Da buio a buio
Moira Ricci (Orbetello, 1977; vive e lavora tra Rimini e Orbetello) in Da buio a buio affronta il folclore e le memorie contadine con le stesse metodologie classificatorie di stampo tardo ottocentesco che si ritrovano applicate nella maggior parte del museo, ma mettendone in crisi i principi di scientificità.
L’artista, infatti, gioca con la fotografia elaborando dei falsi documentali e costruendo archivi fantastici che si connettono alla creazione di un museo immaginario sviluppato attorno alle leggende, non urbane ma rurali, provenienti dalla Maremma toscana, sua terra di origine e di lavoro.
Operando tra cronaca e suggestione popolare, l’Uomo sasso, il Lupo mannaro, la Bambina cinghiale o i Gemellini sono quindi figure che dalla tradizione orale prendono una dimensione e consistenza reali, sostanziata da documenti di vario genere.

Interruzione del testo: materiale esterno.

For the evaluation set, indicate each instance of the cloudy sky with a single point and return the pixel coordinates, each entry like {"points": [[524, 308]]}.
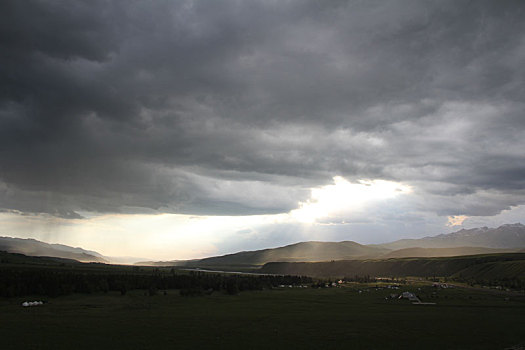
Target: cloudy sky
{"points": [[181, 129]]}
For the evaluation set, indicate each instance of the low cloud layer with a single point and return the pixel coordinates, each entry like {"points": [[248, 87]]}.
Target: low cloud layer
{"points": [[238, 108]]}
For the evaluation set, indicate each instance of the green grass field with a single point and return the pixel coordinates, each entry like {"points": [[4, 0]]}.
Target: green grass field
{"points": [[332, 318]]}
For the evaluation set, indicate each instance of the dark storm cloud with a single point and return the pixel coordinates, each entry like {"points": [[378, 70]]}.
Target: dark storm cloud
{"points": [[230, 107]]}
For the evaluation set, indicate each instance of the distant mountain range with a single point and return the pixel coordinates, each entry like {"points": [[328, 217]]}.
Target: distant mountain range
{"points": [[32, 247], [504, 239], [506, 236]]}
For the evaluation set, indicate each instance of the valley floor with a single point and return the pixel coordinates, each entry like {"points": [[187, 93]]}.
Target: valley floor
{"points": [[355, 316]]}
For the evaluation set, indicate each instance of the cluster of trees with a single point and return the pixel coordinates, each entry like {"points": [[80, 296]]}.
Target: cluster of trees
{"points": [[55, 281], [504, 282]]}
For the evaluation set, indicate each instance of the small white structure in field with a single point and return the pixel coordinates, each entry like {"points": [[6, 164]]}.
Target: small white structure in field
{"points": [[32, 303]]}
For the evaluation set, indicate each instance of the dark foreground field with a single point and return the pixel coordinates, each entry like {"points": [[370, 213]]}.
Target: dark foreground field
{"points": [[288, 318]]}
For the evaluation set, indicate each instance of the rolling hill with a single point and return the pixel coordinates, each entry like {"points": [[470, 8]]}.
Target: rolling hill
{"points": [[504, 239], [493, 266], [304, 251]]}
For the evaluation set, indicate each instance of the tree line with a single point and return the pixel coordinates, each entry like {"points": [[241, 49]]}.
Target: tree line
{"points": [[56, 282]]}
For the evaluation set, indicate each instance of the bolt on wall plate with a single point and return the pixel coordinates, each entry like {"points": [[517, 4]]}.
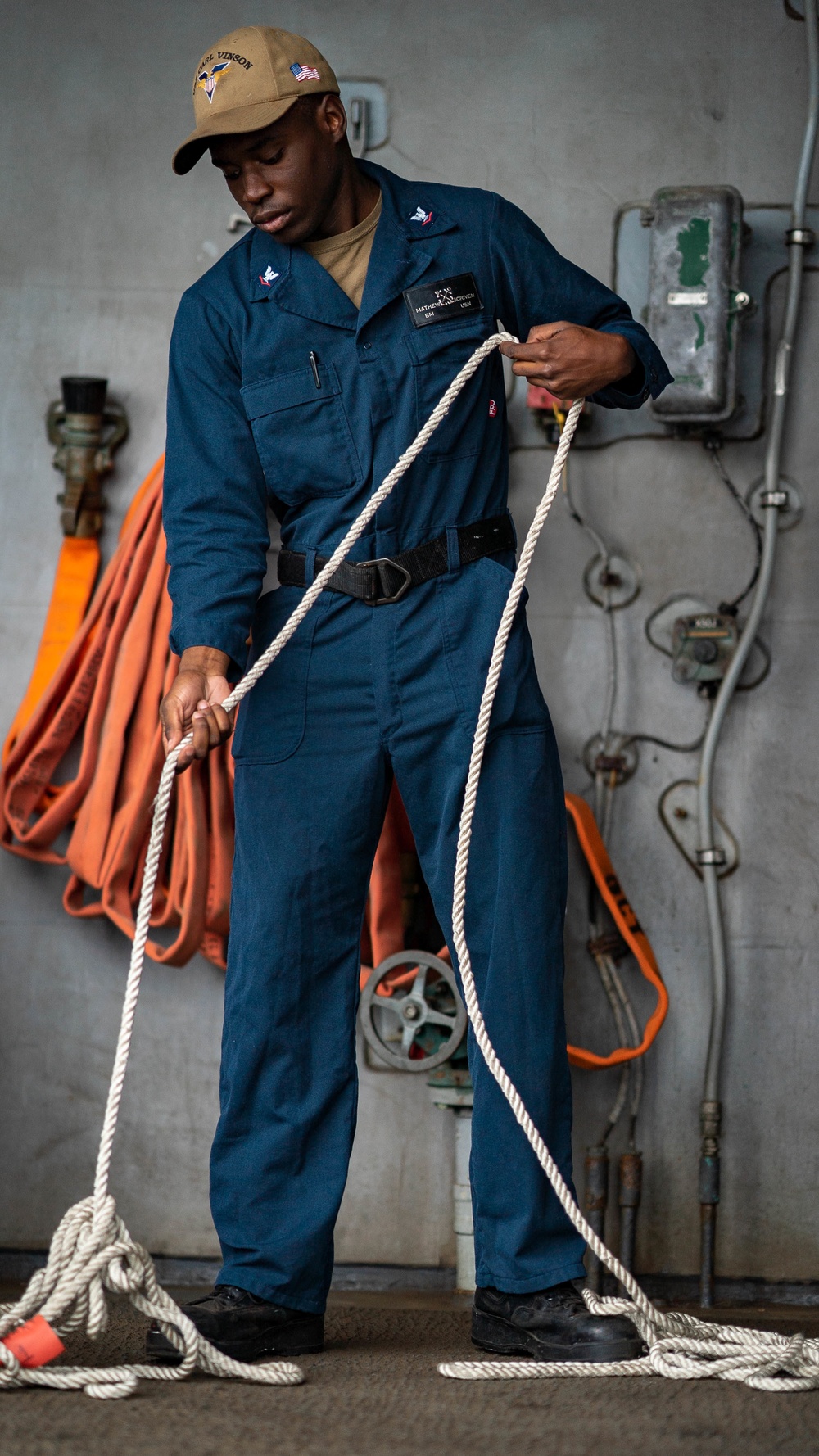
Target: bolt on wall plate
{"points": [[615, 757], [613, 581], [680, 812], [789, 513], [368, 114]]}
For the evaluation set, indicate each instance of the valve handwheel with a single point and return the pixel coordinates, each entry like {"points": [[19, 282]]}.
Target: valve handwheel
{"points": [[416, 1029]]}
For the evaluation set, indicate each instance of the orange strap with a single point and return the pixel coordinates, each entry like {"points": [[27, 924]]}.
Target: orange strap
{"points": [[104, 696], [628, 926], [73, 584]]}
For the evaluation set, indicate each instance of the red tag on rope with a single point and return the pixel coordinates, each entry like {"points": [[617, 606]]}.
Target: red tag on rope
{"points": [[34, 1343]]}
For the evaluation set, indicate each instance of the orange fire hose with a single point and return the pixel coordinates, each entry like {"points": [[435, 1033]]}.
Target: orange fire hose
{"points": [[104, 699]]}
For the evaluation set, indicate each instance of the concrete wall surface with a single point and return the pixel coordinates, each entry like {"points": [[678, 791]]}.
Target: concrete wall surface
{"points": [[570, 108]]}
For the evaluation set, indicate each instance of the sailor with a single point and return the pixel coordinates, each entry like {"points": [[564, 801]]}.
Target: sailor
{"points": [[302, 364]]}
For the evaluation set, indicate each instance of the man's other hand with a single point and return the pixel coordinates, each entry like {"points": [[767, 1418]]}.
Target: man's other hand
{"points": [[570, 360], [194, 702]]}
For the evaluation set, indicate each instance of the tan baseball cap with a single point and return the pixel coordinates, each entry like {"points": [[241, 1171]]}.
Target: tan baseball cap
{"points": [[248, 80]]}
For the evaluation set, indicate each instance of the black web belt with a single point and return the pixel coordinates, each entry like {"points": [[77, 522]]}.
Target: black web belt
{"points": [[389, 578]]}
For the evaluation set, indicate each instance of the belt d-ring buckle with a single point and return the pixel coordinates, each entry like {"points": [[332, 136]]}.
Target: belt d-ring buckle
{"points": [[404, 587]]}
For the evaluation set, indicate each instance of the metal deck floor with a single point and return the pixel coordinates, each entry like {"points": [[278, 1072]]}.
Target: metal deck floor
{"points": [[375, 1392]]}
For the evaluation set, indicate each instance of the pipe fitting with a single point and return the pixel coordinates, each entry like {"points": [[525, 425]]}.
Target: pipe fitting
{"points": [[595, 1201], [86, 430]]}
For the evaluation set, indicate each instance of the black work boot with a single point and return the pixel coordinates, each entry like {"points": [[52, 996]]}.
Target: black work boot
{"points": [[244, 1327], [553, 1324]]}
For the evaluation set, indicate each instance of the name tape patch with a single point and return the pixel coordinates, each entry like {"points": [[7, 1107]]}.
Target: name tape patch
{"points": [[448, 299]]}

Come un gesto di ribellione nei confronti di un sapere verticale, l’artista restituisce dignità al racconto orale proprio della cultura popolare, identificando la campagna italiana come luogo mitopoietico della civiltà contadina e della sua rilevanza anche nel solco di una cultura contemporanea prevalentemente urbanizzata e industrializzata.